Oct 03 2012

False premise in the Luna Laws

Published by at 12:48 pm under Carlson,Idaho

carlson
Chris Carlson
Carlson Chronicles

At the core of the Otter/Luna reforms there is a false premise—-that state government bureaucrats can design a logical, defensible set of metrics to measure how good a teacher is.
Don’t believe it. There are only two ways to evaluate a teacher: 1) the evaluator has to spend hours in the class observing to see if learning is taking place; and, 2) ask the students—-they always can name the teachers who teach and they respect, and the one’s who babysit and they don’t respect.

The state department of education should quit trying to have it both ways. On the one hand they say local school boards call the shots, but on the other hand they provide “guidelines” to determine who is and isn’t a good teacher. In fairness to the department, they do allow on a local option basis input by students in the evaluation of teachers. And they do mandate in class observation – at least once during a school term.

They also mandate some sort of proof of parental involvement in the evaluation of teachers, but they leave it to the local school board to determine what form and whether a teacher’s evaluation is incomplete without the parental assessment.

What to do about parents who don’t care and won’t participate is apparently a problem left to the teacher and the board to solve, but an evaluation is not complete in the eyes of the state office without the parental involvement portion.

So, what do good bureaucrats do? With the participation of the teachers they create a form with lots of numerical goals and metrics. Examine one of the forms though and it is pure b.s. It is a statistic driven exercise regarding who can most creatively figure out how to game the system and turn the form into a positive evaluation.

It is another iteration of the phony STAR system created by the department to help one determine the better public schools in an area. So surprise, surprise, Benewah County turns out to have a five star elementary and a couple of four star schools as well.

I’m sorry folks, but with all due respect to the teachers and administrators who work hard under difficult circumstances there are no five star and four star schools in Benewah County.

I taught eighth and ninth grade at Kootenai Jr.-Sr. High School one year after college graduation, the academic year 1968-1969. Recently I attended the 40th reunion of that ninth grade class. Though sparsely attended every one of those students immediately recalled how I had made poetry come alive for them by initially playing some Simon and Garfunkel songs and some Beatle songs.
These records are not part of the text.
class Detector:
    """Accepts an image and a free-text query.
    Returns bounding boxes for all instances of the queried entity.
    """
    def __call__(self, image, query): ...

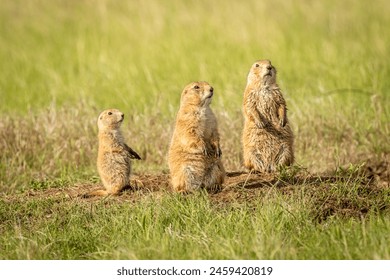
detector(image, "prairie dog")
[168,82,225,192]
[88,109,141,196]
[242,60,294,173]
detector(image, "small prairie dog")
[242,60,294,173]
[88,109,141,196]
[168,82,225,192]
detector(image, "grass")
[0,0,390,259]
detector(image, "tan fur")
[168,82,225,192]
[88,109,141,196]
[242,60,294,172]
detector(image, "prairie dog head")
[98,109,125,131]
[248,59,276,86]
[180,82,214,107]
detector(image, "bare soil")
[4,161,390,222]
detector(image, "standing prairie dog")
[168,82,225,192]
[88,109,141,196]
[242,60,294,173]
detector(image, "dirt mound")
[5,161,390,222]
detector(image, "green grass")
[0,0,390,259]
[0,186,390,259]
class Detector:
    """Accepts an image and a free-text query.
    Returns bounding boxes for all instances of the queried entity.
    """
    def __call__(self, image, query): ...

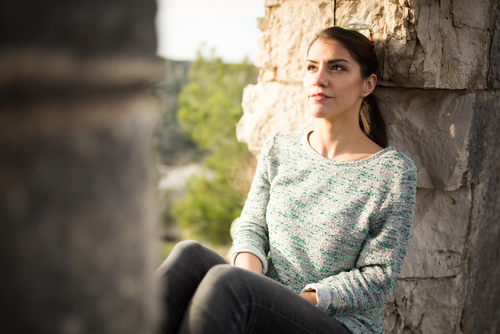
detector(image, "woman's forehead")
[307,38,352,60]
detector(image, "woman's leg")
[156,241,229,334]
[179,265,350,334]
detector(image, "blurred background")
[152,0,265,260]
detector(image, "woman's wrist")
[300,291,318,305]
[234,252,262,275]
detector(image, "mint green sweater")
[232,132,417,333]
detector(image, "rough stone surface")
[0,96,156,333]
[0,0,156,58]
[0,0,159,334]
[468,91,500,182]
[236,82,312,152]
[237,0,500,334]
[399,186,471,278]
[462,147,500,334]
[375,87,476,190]
[382,275,466,334]
[255,0,497,89]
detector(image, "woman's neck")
[308,119,382,161]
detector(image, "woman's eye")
[332,65,345,71]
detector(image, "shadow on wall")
[0,0,159,334]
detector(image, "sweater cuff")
[231,245,267,275]
[301,283,332,312]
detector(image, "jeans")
[157,241,352,334]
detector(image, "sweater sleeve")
[231,135,276,274]
[302,169,417,315]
I had the lyrics written on the blackboard also and began showing them the standard rhetorical devices used by the song writers’ common also to the great writers of poetry. Suddenly poetry was much more interesting to them. By the time I asked them to produce their own poems every one of the eighth and ninth graders was able to produce some pretty fair stuff.
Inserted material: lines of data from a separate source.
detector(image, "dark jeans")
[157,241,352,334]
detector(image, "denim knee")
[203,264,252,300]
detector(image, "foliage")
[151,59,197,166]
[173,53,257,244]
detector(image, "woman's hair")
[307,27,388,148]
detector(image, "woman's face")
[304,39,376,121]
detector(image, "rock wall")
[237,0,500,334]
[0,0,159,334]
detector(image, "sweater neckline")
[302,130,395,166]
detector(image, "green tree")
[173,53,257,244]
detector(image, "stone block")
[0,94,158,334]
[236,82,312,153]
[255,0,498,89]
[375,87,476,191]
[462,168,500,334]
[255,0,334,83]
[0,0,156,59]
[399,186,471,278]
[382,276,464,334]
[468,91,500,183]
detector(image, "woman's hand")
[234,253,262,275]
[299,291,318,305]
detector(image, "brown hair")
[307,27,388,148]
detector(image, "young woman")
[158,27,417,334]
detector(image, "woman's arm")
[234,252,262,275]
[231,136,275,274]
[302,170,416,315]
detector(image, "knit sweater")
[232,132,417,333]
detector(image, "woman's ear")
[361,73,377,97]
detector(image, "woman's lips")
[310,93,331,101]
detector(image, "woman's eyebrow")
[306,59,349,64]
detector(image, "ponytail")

I knew I had touched every one of my students for the better. Unbeknownst to me the school superintendent was listening outside the classroom door (he never came into the class), and he decided that since I was a Columbia graduate and playing radical songs by the Beatles I must be a communist.

He wrote my draft board and asked that they rescind my teaching deferment and suggested I be drafted and sent to Vietnam. The draft board was only too happy to throw me into the draft pool.

I appealed to the school board at a meeting in which almost all the parents of my students showed up and asked that the superintendent be fired. The school board, impressed by the many testimonials from parents regarding my teaching, did fire the superintendent on the spot.

The system worked one might say but I chose to pursue my Master’s the next year rather than return because, grateful though I was for all the support, it was an early lesson in the petty politics that exist in all schools and it left a sour taste.

So what’s the answer? Here I part company with the teacher’s union which steadfastly insists on protecting the weakest link. There are good teachers, who don’t have to fear evaluation, and there are a few squares in round holes who shouldn’t be teaching and school boards have to be able to remove a bad teacher without facing the threat of lawsuits.

My answer is that teachers should be “at will” employees and leave it to the local school board to hire and fire without prescribing elaborate sets of criteria. If one mouths the mantra of local control, they ought to really walk the talk and quit promulgating all sorts of criteria.

My bottom line is repeal the phony top-down Otter/Luna Reforms and start over with the participation of all and come up with real reforms that restore real power to the local school boards.